Available combinations now include nivolumab (Opdivo) plus ipilimumab (Yervoy), pembrolizumab (Keytruda) plus axitinib (Inlyta), avelumab (Bavencio) plus axitinib, nivolumab plus cabozantinib (Cabometyx), and pembrolizumab plus lenvatinib (Lenvima).

“Treatment in the first-line setting [of RCC] remains a clinical decision [because we have] limited biomarkers for stratification and no prospective head-to-head comparisons available,” Lee said.

Without definitive head-to-head data, investigators look to cross-trial comparisons to gain semblance of a regimen’s relative activity. For example, Lee pointed to the ORR, PFS, and OS data from the pivotal phase 3 CheckMate-214 (NCT02231749; ORR, 39.1%; HR for PFS, 0.89; HR for OS, 0.69), KEYNOTE-426 (NCT02853331; ORR, 60%; HR for PFS, 0.71; HR for OS, 0.68), CheckMate 9ER (NCT03141177; ORR, 55.7%; HR for PFS, 0.51; HR for OS, 0.60), and CLEAR (NCT02811861; ORR, 71%; HR for PFS, 0.39; HR for OS, 0.66) trials to illustrate the relative measure of each combination’s activity.

Despite these tried-and-true end points, investigators have proposed additional measures of efficacy to augment existing ones, such as the time from initiation of frontline therapy to progression on first subsequent therapy (PFS2), which has been proposed as a potential surrogate for OS. Despite the advantages of OS, Lee noted that one limitation is that it may require a larger trial population and longer follow-up to show statistical difference between groups.

PFS2 may help negate the confounding effect of subsequent lines of treatment and has been endorsed by the European Medicines Agency as a prespecified outcome measure in oncologic clinical trials where OS evaluation is not possible.

Additionally, Lee explained that newer end points such as treatment-free interval, although valuable to an extent, fail to capture the patient’s experience as it relates to ongoing toxicity.

“If we think about it a little bit more beyond treatment-free survival, what we’re looking for [with] our patients is not necessarily for them to be treatment free, but toxicity free. That’s a metric that we may want to start thinking about in the future, [which asks:] What is the time that’s spent either without toxicity, or very low-grade toxicities?” Lee said.
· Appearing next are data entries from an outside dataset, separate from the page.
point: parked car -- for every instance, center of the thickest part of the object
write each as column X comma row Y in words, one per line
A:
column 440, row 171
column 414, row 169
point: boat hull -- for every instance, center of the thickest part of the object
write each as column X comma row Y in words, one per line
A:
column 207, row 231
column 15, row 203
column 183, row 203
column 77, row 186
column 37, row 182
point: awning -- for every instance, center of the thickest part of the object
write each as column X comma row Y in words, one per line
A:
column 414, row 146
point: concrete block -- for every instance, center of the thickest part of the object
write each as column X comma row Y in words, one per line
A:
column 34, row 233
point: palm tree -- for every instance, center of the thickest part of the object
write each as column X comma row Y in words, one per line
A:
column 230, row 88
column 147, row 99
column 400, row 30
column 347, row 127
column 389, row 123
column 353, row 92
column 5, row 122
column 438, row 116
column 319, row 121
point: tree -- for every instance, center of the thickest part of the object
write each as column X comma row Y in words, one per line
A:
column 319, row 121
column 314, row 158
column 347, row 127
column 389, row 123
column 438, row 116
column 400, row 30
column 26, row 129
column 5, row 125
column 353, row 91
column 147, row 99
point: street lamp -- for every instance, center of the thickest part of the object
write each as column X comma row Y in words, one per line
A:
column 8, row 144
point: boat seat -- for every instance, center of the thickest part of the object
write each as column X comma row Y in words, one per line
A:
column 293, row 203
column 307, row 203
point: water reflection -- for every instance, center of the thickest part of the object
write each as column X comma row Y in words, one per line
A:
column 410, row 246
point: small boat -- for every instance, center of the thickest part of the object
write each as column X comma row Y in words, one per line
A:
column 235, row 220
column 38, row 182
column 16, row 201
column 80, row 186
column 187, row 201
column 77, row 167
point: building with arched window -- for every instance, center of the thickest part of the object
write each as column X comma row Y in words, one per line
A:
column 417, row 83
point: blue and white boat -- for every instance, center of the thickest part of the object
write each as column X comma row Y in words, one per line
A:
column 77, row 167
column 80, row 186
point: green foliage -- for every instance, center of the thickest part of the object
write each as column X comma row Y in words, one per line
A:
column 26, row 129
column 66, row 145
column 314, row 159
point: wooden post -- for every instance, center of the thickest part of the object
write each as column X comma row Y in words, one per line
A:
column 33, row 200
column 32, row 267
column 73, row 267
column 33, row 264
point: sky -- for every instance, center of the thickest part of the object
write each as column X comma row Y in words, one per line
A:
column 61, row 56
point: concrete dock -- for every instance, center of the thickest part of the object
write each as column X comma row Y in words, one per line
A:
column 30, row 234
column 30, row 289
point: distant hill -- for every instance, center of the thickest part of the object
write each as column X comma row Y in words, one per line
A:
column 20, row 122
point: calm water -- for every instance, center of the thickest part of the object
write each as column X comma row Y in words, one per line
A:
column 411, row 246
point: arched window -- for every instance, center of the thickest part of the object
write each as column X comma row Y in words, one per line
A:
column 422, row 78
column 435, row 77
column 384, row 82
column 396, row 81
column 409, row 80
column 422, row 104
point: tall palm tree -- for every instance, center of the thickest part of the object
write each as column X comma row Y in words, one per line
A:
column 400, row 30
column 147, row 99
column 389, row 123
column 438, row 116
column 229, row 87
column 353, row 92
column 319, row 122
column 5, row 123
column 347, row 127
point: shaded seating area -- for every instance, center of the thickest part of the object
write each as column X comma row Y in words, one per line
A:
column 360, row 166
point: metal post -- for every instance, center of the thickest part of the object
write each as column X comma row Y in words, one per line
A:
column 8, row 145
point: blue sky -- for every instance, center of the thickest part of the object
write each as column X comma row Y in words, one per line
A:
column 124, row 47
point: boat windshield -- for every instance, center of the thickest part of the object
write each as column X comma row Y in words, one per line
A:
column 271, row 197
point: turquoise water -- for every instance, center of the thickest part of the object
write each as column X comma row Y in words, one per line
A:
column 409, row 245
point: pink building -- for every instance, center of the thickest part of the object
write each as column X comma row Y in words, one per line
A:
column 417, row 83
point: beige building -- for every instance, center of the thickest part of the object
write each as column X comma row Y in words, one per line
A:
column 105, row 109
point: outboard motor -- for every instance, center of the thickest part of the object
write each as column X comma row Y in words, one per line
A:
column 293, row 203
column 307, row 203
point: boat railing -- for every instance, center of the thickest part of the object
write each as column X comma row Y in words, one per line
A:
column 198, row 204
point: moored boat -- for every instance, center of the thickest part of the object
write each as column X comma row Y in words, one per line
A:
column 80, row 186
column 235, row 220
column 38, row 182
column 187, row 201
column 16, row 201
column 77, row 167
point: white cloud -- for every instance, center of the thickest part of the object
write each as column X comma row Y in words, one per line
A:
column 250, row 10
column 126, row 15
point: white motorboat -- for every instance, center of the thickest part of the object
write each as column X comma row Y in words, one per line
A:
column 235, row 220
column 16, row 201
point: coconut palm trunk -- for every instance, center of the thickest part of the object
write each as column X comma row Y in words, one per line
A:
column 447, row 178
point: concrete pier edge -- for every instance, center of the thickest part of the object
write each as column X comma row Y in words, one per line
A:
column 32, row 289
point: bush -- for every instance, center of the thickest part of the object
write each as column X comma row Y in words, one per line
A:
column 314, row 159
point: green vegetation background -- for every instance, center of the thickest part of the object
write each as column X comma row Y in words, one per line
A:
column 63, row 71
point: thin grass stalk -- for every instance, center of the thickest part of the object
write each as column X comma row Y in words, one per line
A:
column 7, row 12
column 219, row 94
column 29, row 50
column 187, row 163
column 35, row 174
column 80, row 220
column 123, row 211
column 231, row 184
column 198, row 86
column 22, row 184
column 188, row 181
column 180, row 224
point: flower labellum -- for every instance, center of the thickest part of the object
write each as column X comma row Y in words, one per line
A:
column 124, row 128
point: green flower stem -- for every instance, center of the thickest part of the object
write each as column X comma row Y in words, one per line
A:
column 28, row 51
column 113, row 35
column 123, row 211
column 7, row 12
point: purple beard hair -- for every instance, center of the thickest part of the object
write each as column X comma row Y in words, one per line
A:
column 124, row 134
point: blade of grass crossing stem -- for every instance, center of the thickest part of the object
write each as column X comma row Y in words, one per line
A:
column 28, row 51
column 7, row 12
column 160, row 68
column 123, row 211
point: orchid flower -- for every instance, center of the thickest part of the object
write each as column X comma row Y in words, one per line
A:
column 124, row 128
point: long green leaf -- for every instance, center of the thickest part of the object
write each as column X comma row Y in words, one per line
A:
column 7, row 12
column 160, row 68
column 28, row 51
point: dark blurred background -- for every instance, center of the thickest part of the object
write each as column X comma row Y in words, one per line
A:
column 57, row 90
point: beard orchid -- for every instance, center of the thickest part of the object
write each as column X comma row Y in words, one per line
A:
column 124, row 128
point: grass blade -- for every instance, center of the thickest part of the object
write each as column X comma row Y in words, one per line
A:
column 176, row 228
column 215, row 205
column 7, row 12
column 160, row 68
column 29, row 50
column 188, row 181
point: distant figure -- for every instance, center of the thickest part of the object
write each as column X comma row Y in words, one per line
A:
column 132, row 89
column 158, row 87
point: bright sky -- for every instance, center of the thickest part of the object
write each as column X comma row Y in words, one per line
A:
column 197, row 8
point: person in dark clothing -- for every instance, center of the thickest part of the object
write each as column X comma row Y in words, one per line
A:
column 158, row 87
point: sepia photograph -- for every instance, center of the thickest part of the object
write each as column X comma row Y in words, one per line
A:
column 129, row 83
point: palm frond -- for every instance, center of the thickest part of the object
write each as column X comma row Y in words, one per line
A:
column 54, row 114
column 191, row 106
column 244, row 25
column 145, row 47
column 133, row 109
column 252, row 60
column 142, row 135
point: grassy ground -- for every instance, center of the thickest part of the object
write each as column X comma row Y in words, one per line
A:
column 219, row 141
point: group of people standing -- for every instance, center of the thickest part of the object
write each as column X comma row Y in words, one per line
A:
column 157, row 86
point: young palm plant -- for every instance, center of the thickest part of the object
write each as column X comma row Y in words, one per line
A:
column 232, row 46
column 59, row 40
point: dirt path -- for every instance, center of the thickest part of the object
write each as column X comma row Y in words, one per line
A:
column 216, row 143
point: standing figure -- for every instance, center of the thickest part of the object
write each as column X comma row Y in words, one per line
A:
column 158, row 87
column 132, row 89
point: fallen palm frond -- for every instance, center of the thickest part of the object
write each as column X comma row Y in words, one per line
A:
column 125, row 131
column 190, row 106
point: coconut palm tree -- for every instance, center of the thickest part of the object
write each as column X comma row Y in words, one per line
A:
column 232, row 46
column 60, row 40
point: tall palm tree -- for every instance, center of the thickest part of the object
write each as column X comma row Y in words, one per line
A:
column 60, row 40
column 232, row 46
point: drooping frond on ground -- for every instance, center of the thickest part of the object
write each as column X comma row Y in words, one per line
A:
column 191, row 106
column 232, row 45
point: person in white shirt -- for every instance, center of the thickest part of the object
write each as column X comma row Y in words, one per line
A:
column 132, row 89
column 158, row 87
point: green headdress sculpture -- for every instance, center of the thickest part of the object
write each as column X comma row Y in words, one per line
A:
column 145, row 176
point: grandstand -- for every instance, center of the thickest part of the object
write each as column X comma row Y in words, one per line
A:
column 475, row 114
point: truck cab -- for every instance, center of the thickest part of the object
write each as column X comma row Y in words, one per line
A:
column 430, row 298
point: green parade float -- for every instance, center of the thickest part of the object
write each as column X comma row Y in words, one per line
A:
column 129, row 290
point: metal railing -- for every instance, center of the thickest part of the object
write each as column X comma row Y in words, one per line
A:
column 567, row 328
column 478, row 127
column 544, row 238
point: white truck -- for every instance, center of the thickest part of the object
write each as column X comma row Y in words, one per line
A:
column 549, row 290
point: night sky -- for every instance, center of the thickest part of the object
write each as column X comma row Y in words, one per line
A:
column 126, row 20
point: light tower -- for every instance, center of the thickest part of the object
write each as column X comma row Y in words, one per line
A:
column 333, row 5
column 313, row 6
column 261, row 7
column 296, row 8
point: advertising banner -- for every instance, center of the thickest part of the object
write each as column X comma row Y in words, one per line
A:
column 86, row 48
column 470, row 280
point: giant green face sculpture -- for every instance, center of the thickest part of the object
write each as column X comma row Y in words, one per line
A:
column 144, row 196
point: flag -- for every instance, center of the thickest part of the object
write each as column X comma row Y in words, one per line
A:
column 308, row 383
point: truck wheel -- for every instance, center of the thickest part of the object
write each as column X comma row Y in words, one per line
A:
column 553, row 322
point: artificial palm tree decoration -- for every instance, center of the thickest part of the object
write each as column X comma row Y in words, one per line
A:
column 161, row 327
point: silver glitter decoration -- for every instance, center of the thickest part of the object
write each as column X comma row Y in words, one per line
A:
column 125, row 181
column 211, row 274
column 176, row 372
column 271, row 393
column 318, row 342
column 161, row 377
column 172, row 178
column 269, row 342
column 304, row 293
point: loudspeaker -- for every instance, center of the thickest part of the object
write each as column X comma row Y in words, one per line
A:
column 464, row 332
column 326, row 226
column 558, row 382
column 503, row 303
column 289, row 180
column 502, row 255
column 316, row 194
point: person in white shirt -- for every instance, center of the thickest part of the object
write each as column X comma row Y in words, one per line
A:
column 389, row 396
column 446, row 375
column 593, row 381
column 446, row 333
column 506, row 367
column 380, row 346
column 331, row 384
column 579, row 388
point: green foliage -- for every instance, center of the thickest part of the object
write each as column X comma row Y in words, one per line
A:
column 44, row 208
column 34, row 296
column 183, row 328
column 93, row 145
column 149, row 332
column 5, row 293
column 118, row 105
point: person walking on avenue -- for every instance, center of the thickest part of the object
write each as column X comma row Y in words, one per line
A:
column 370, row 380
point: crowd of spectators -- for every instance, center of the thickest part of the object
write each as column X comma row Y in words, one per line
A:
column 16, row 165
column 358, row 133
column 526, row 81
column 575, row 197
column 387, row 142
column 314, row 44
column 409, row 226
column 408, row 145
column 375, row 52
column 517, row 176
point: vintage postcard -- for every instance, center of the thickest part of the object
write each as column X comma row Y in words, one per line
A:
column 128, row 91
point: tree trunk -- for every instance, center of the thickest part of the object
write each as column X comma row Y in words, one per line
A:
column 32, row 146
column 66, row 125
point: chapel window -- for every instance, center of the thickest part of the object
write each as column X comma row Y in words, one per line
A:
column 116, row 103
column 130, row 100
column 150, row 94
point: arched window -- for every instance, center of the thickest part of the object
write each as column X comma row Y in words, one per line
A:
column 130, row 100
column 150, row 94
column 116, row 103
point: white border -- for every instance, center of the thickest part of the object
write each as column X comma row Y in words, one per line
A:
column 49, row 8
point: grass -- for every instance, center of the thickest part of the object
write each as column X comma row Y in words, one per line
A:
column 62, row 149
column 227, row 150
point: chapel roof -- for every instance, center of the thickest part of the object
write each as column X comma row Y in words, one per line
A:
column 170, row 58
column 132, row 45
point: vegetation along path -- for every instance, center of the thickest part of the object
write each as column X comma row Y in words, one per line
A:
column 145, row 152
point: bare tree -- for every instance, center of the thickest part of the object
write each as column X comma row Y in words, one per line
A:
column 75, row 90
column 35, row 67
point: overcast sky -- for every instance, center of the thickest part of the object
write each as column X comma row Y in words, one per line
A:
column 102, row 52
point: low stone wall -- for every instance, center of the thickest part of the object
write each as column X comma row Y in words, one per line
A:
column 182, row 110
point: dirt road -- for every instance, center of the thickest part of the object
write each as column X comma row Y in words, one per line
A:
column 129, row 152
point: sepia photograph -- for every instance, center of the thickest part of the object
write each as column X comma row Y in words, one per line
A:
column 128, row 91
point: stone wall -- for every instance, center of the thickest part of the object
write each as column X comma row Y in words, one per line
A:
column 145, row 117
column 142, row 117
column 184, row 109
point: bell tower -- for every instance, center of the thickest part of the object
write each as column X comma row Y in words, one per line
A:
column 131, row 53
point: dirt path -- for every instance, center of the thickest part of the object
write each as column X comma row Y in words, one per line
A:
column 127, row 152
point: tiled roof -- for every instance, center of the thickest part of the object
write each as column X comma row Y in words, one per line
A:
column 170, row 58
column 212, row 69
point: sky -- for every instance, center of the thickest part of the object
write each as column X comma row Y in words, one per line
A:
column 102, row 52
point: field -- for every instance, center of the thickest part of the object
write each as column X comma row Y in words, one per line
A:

Lee also noted that changes in the standard of care will affect how trials are designed and what end points are selected for primary and secondary evaluation.

“The other question that comes up now that we have divergent treatment approaches is: Do same metrics mean the same thing? That certainly is a question that with more data will be up for debate,” Lee said.

To date, both dual checkpoint blockade and combined VEGF/checkpoint inhibition have served as control arms in large, phase 3 studies. Most notably, the phase 3 COSMIC-313 (NCT03937219) and LITESPARK-012 (NCT04736706) trials, respectively.

“When we ultimately think about the way that we’ll be integrating this data into our treatment modality to see benefit, what we may be focusing on is going to be slightly different depending on which of those choices have been made with regard to that control arm,” Lee concluded.

Reference

Lee CH. Choosing endpoints and designs of future trials. Presented at: International Kidney Cancer Symposium; November 4-5, 2022. Austin, TX. Session 8.